AIs can be trained to do what they need to do, as long as they're trained right, and trained using the right data.

And researchers at Massachusetts Institute of Technology (MIT) have successfully created a machine learning (ML) model capable of predicting what a listener would hear in a variety of locations within a 3D space. This, should open up the possibility of creating a multimodal metaverse.

Just when the hype of the metaverse, marketed by Meta, the rebranded Facebook, with others have followed suit, this AI here is able to build up a picture of a 3D room in the same way people use sound to understand their environment.

When Meta's founder Mark Zuckerberg introduced "legs" using AI in order to make people in the metaverse look like real humans, this AI here should be able to make the metaverse a lot more immersive.

Partnering with IBM Watson AI Lab, the team at MIT first used the ML model to understand how any sound in a room will propagate through the space.

In a paper authored by Yilun Du, an MIT graduate student in the Department of Electrical Engineering and Computer Science (EECS) and Andrew Luo, a graduate student at Carnegie Mellon University (CMU), the researchers show how techniques similar to visual 3D modeling can be applied to acoustics.

At first, the team struggled with elements where sound and light diverge.
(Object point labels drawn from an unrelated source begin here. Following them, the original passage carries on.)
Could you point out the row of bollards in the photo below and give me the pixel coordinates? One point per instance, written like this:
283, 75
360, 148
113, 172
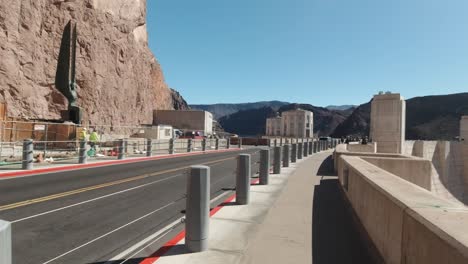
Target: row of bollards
198, 190
122, 144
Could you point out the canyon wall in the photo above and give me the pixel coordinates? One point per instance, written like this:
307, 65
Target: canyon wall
119, 81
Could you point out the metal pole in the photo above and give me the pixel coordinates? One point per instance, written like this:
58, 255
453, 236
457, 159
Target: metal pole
28, 148
197, 213
306, 148
204, 144
149, 147
171, 146
121, 149
5, 242
299, 150
189, 145
286, 156
243, 179
293, 152
277, 160
82, 157
264, 166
For example, when changing the location of the listener in a room, this can create a very different impression of the sound due to obstacles, the shape of the room, and nature of the sound. This makes it extremely difficult to predict the outcome.

To address this issue, according to its research page, the researchers developed their AI model to understand features of acoustics.

First, the source of the sound and the listener can swap places without change in what the listener hears, an by making all other things equal. The researchers also tweaked the system to understand that sound is specifically dependent on local features, such as obstacles in the way of the listener or sound.

"Most researchers have only focused on modeling vision so far. But as humans, we have multimodal perception. Not only is vision important, sound is also important. I think this work opens up an exciting research direction on better-utilizing sound to model the world," Du said, in a post at an MIT web page.

Using the approach, the neural acoustic field (NAF) AI model is fed both visual information and spectrograms of what a given audio sample sounds like at selected points in the area. This gave it the ability to predict what happens to the sound when the listener moves.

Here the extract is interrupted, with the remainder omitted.